A Southern Eclectic Novel
November 21, 2017
Beloved author Molly Harper launches a brand-new contemporary romance series, Southern Eclectic, with this story of a big-city party planner who finds true love in a small Georgia town.
Nestled on the shore of Lake Sackett, Georgia is the McCready Family Funeral Home and Bait Shop. (What, you have a problem with one-stop shopping?) Two McCready brothers started two separate businesses in the same building back in 1928, and now it’s become one big family affair. And true to form in small Southern towns, family business becomes everybody’s business.
Margot Cary has spent her life immersed in everything Lake Sackett is not. As an elite event planner, Margot’s rubbed elbows with the cream of Chicago society, and made elegance and glamour her business. She’s riding high until one event goes tragically, spectacularly wrong. Now she’s blackballed by the gala set and in dire need of a fresh start—and apparently the McCreadys are in need of an event planner with a tarnished reputation.

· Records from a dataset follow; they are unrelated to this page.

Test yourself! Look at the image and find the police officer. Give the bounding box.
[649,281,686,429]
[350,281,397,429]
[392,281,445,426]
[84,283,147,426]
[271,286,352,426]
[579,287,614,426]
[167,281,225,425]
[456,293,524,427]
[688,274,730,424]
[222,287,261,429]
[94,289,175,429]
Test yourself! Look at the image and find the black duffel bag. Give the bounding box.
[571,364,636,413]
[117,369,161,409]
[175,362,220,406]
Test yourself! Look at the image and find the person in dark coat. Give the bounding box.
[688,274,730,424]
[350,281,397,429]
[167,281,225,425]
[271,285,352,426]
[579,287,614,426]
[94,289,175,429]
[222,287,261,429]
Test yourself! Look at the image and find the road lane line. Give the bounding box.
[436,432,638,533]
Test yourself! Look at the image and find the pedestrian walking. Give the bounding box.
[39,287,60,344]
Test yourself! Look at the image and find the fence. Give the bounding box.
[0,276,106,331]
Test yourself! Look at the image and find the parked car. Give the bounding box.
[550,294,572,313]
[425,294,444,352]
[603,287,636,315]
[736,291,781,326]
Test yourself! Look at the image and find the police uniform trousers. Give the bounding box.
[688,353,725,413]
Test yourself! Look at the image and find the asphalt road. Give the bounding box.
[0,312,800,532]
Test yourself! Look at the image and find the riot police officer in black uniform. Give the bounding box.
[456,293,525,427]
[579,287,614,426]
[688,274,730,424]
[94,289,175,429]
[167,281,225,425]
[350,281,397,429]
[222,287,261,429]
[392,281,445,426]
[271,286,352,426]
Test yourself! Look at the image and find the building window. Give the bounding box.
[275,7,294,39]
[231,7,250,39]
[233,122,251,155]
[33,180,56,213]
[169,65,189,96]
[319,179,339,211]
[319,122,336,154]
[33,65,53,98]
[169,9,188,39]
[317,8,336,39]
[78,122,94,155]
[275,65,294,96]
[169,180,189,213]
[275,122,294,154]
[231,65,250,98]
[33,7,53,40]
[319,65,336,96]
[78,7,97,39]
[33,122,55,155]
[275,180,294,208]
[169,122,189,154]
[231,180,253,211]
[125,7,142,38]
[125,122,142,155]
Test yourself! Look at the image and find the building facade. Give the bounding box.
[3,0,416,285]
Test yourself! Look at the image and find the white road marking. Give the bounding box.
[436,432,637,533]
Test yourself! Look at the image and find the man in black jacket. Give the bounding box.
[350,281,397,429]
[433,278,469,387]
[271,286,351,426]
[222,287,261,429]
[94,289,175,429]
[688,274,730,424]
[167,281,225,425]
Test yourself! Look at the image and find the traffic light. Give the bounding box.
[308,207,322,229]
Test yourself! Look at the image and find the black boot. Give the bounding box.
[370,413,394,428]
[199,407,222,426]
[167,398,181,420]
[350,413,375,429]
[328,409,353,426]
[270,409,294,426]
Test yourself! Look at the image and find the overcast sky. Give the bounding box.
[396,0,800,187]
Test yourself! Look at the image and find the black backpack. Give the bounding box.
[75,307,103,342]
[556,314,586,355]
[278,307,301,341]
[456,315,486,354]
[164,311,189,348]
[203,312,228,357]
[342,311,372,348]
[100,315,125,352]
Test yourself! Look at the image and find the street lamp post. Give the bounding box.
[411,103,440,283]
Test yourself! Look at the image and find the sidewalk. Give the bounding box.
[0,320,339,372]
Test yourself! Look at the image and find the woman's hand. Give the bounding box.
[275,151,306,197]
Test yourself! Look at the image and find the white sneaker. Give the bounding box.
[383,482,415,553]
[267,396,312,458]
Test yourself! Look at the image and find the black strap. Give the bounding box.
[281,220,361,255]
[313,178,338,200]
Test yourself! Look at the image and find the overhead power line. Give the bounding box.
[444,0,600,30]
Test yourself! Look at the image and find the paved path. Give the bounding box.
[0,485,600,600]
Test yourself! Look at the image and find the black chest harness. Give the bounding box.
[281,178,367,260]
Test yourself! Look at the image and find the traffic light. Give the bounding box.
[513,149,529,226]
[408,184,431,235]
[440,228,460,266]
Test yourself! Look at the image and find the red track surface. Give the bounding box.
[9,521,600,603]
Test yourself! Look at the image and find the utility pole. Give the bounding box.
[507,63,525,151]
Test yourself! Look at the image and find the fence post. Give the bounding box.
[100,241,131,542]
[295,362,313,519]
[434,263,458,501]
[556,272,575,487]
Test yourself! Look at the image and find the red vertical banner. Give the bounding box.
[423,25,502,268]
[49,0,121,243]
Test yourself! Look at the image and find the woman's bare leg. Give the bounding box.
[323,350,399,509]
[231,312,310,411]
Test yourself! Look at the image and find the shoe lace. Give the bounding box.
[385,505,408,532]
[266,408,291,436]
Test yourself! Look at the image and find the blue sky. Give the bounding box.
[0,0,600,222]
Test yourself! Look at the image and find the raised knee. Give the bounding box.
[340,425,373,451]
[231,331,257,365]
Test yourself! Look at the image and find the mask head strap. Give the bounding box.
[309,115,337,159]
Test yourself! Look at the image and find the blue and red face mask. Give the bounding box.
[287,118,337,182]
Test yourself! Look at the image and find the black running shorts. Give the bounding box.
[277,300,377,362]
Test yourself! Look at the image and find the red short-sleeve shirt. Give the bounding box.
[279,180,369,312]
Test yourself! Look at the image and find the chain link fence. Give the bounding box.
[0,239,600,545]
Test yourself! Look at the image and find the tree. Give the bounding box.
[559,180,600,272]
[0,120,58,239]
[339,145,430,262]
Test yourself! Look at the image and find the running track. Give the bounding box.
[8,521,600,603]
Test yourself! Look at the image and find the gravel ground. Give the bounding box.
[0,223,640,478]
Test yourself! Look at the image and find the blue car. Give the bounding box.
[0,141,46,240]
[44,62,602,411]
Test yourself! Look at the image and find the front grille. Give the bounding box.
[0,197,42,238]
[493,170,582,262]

As Margot finds her footing in a town where everybody knows not only your name, but what you had for dinner last Saturday night and what you’ll wear to church on Sunday morning, she grudgingly has to admit that there are some things Lake Sackett does better than Chicago—including the dating prospects. Elementary school principal Kyle Archer is a fellow fish-out-of-water who volunteers to show Margot the picture-postcard side of Southern living. The two of them hit it off, but not everybody is happy to see an outsider snapping up one of the town’s most eligible gentleman. Will Margot reel in her handsome fish, or will she have to release her latest catch?
SASCHA DARLINGTON’S REVIEW
Back in October I reviewed Save a Truck, Ride a Redneck (great title, no?), you can see that review here, and immediately fell in love with the McCready family. They are a family of eccentrics–or is that normals?–each of whom touches you in a different way.
In Sweet Tea and Sympathy we’re introduced to Margot, the estranged daughter of former alcoholic Stan McCready, the family’s sad sack. The opening scene shows Margot, a Chicago party planner, trying to salvage a charity function after a faux Parisian chef decides to serve shrimp, although the hostess is deadly allergic to shellfish. There are flamingos diving for shrimp, parrots being upset, flames, and the end of Margot’s Chicago party planning career. And that’s just the beginning of this humorous women’s fiction novel by Molly Harper.
Aunt Tootie, a blue-eyed, silver-haired computer demon, invites Margot to come home, offering a job with all of the benefits just as Margot is about to be homeless. Given no other choice, Margot accepts. She is the proverbial fish-out-of-water, but because she’s stubborn, a trait given to her from her father, she survives and flourishes.
Once in Lake Sackett, Margot bumps into a towering, depressed-looking man, not once, but twice. The second time she ends up in his pick-up truck kissing the living daylights out of him, until a text reminds her that she had been in the bar with her cousins, and, well, oops, this isn’t good behavior.
That scene, with Margot and, who we eventually come to know is Kyle, a single dad whose wife died of cancer years earlier, is hot even though it never comes to fruition. Harper has a way of making a scene scorching even though it isn’t a full-fledged sex scene. That, my friends, is talent.
Margot learns a lot about herself, her dead mother, and her father as she navigates unfamiliar terrain. She becomes absorbed into the McCready family and realizes what she has been missing her entire life. Is this something she is willing to give up?
I loved this novel and had to stop myself several times, once at 2 am, and then again today so that I didn’t read it all in one go, because, for me, this is just the kind of novel that I want to devour and yet, also, never want to end. It’s snarky and sweet and filled with love for its characters and the town they live in. But, it doesn’t look through rose-colored glasses. People have fears and issues and feel ever-so-human and I think that’s what makes it work. You fall in love with these characters because they seem so real and accessible. They are funny and loyal and amazing.
If you are a fan of a feel good, funny, romantic novel, give this one a try. You don’t need to read Save a Truck, Ride a Redneck in order to enjoy Sweet Tea and Sympathy, but I suggest you give it a go anyway because it is also wonderful. This is more of a relationship novel than a romance, meaning that it encompasses all kinds of relationships, familial and romantic. I’m not sure I can recommend it enough.
I received an ARC, for which I’m very grateful, in exchange for an honest review.